PJFP.com

Pursuit of Joy, Fulfillment, and Purpose

Tag: web app from screenshots

  • Claude Fable 5 and Claude Mythos 5: Anthropic Ships Its First Generally Available Mythos-Class AI Model With New Safeguards

    Anthropic has launched Claude Fable 5 and Claude Mythos 5, the first Mythos-class models offered beyond a tiny circle of cyber defenders. Fable 5 is the generally available version, wrapped in a new layer of safeguards, while Mythos 5 is the same underlying model with some of those guardrails lifted for a small group of vetted partners. The pair sits a full tier above the Opus class in raw capability, and the launch is as much a story about how Anthropic is choosing to gate that capability as it is about the benchmarks.
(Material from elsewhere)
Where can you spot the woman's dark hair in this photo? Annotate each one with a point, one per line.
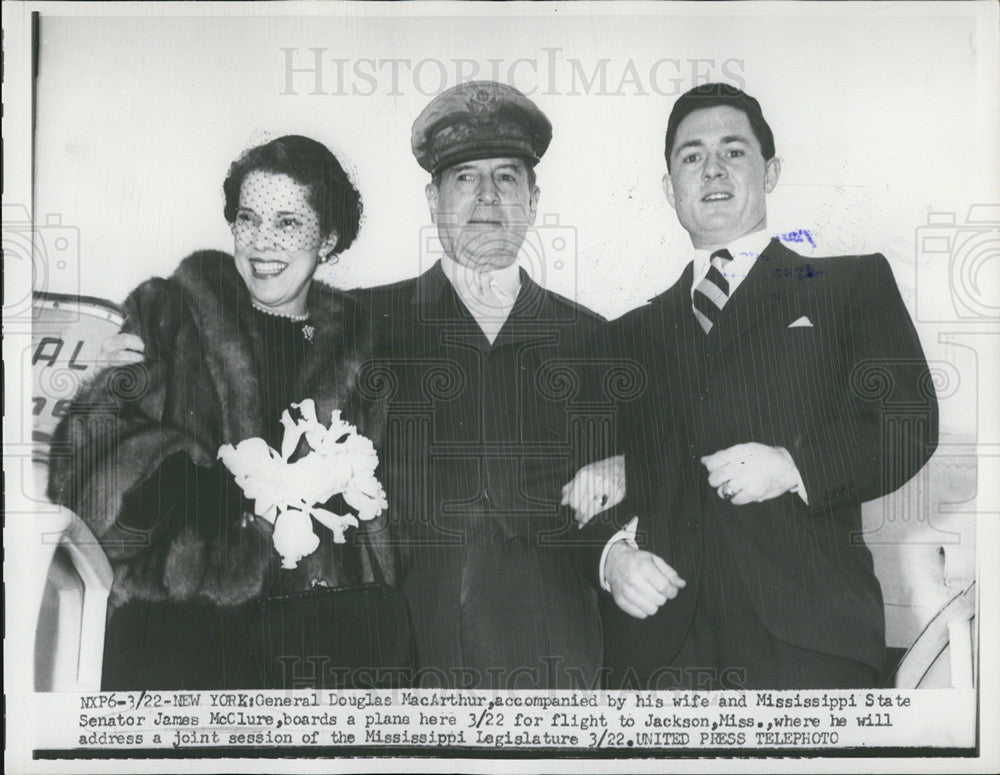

Below is a full breakdown of what shipped, what the model can do, and why the safeguard design matters.

    TLDR

    Anthropic released Claude Fable 5, a Mythos-class model that is now its most capable generally available model, posting state-of-the-art results across software engineering, knowledge work, vision, memory, and scientific research. To ship it safely and fast, Fable 5 carries new safety classifiers that route flagged queries in cybersecurity, biology and chemistry, and distillation over to Claude Opus 4.8 instead of refusing, a fallback that triggers in under 5% of sessions. The same model ships without cyber safeguards as Claude Mythos 5 for Project Glasswing partners in collaboration with the US Government, where it is described as having the strongest cybersecurity capabilities of any model in the world. Highlights include a codebase-wide migration of a 50-million-line Ruby codebase that Stripe says took a day instead of two months, beating Pokemon FireRed with a vision-only harness, accelerating drug design roughly tenfold using Mythos 5, producing novel molecular biology hypotheses preferred by scientists about 80% of the time, and over a week of autonomous genomics research. Both models cost 10 dollars per million input tokens and 50 dollars per million output tokens, less than half the price of Mythos Preview, with a staged subscription rollout and a new 30-day data retention policy for Mythos-class traffic.

    Thoughts

    The most interesting decision here is not the capability jump, it is the naming split. Fable and Mythos are the same brain. The only difference is whether the safeguards are on. Anthropic is effectively shipping one model twice: a gated public edition and an ungated edition handed to a short list of trusted defenders working with the US Government. That is a clean way to resolve the central tension of frontier AI, which is that the exact capabilities that help a security professional close a vulnerability also help an attacker find one. Rather than dumbing the model down for everyone or holding it back entirely, they are letting the access list, not the weights, carry the risk. Expect this pattern to repeat as capabilities climb.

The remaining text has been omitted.